Will DOJ’s 1,265-Day Old Section 215 Review Be Squelched By Past Classifications?
DOJ’s Inspector General Michael Horowitz released his annual list of challenges today (which includes a focus on prison problems). In his section on national security and civil liberties he spends 4 paragraphs calling for more information sharing before he turns to civil liberties. In that section, he once again promises the report on the use of Section 215 his office has been working on for 1,265 days.
But he adds something new. He suggests this report may be limited by whether or not DOJ and ODNI declassify sections of the past reports.
The OIG’s ongoing reviews also include our third review of the Department’s requests for business records under Section 215 of the Foreign Intelligence Surveillance Act (FISA), as well as our first review of the Department’s use of pen register and trap-and-trace devices under FISA. Although the full versions of our prior reports on NSLs and Section 215 all remain classified, we have released unclassified versions of these reports, and we have requested that the Department and the Office of the Director of National Intelligence (ODNI) conduct declassification reviews of the full classified versions. The results of any declassification review may also affect how much information we will be able to publish regarding our pending reviews when they are complete.
As I have noted in the past, the 2008 report includes two appendices on then-secret uses of Section 215, one of which almost certainly pertains to the phone dragnet. In addition, it includes a sharply critical section on DOJ’s failure to institute new minimization procedures specific to Section 215 (which would dramatically affect its use for the phone dragnet).
Now Horowitz is saying that, unless DOJ and ODNI declassify these past reports, he won’t be able to present in unclassified form all the findings in his current report (which covers the period through 2009, and therefore the violations discovered in that year).
Horowitz suggests something similar is going on with DOJ IG’s work on content collection as well. Both a report he did last year on the FISA Amendments Act (which may suggest the FBI has not always abided by its targeting and minimization procedures) and Glenn Fine’s DOJ-specific review on the illegal wiretap program remain classified.
The OIG has also conducted oversight of other programs designed to acquire national security and foreign intelligence information, including the FBI’s use of Section 702 of the FISA Amendments Act (FAA), which authorizes the targeting of non-U.S. persons reasonably believed to be located outside the United States to acquire foreign intelligence information.
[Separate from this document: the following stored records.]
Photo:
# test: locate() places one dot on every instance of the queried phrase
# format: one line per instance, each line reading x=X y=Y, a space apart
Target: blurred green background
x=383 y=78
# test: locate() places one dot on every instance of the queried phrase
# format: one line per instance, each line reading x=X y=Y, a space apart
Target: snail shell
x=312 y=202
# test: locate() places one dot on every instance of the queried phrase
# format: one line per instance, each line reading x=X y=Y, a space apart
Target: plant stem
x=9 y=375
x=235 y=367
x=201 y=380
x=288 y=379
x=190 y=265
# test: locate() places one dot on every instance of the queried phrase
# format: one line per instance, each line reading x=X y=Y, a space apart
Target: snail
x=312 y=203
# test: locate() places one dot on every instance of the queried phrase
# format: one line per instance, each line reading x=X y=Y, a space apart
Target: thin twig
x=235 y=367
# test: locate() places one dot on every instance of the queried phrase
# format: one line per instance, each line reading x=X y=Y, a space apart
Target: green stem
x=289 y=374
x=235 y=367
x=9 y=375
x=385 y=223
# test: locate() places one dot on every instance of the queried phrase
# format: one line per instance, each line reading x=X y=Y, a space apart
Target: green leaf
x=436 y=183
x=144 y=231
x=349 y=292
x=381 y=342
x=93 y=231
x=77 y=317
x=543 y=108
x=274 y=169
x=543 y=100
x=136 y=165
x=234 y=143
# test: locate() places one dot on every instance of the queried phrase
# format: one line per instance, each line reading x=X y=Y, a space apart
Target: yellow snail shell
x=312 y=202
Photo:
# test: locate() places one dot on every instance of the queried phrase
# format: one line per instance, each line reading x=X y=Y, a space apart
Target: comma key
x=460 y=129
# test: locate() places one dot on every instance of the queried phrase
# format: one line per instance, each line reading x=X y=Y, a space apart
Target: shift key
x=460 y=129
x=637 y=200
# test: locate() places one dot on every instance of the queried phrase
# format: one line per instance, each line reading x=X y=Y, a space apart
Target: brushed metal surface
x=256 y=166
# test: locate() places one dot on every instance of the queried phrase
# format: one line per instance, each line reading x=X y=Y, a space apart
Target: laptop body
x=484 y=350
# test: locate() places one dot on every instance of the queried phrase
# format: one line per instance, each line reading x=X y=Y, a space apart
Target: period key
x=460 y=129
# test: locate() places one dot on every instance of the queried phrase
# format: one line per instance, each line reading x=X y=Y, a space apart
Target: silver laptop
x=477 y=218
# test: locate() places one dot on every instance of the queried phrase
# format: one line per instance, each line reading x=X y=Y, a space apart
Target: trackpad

The OIG’s 2012 review culminated in a classified report released to the Department and to Congress that assessed, among other things, the number of disseminated FBI intelligence reports containing a reference to a U.S. person identity and the FBI’s compliance with the targeting and minimization procedures required under the FAA. Especially in light of the fact that Congress reauthorized the FAA for another 5 years last session, we believe the findings and recommendations in our report will be of continuing benefit to the Department as it seeks to ensure the responsible use of this foreign intelligence tool. This report also was included in our request to the Department and ODNI for a declassification review, as was the full, classified version of our 2009 report on the President’s Surveillance Program, which described certain intelligence-gathering activities that took place prior to the enactment of the FAA. [my emphasis]
Elsewhere, Horowitz alludes to the Snowden leaks. Clearly, much of what appears in the 2009 and 2012 reports has been covered in leaks and releases to Congress. And yet, it seems, someone is stalling the declassification of DOJ IG’s work.
What has DOJ’s IG found that Eric Holder and James Clapper are trying to hide?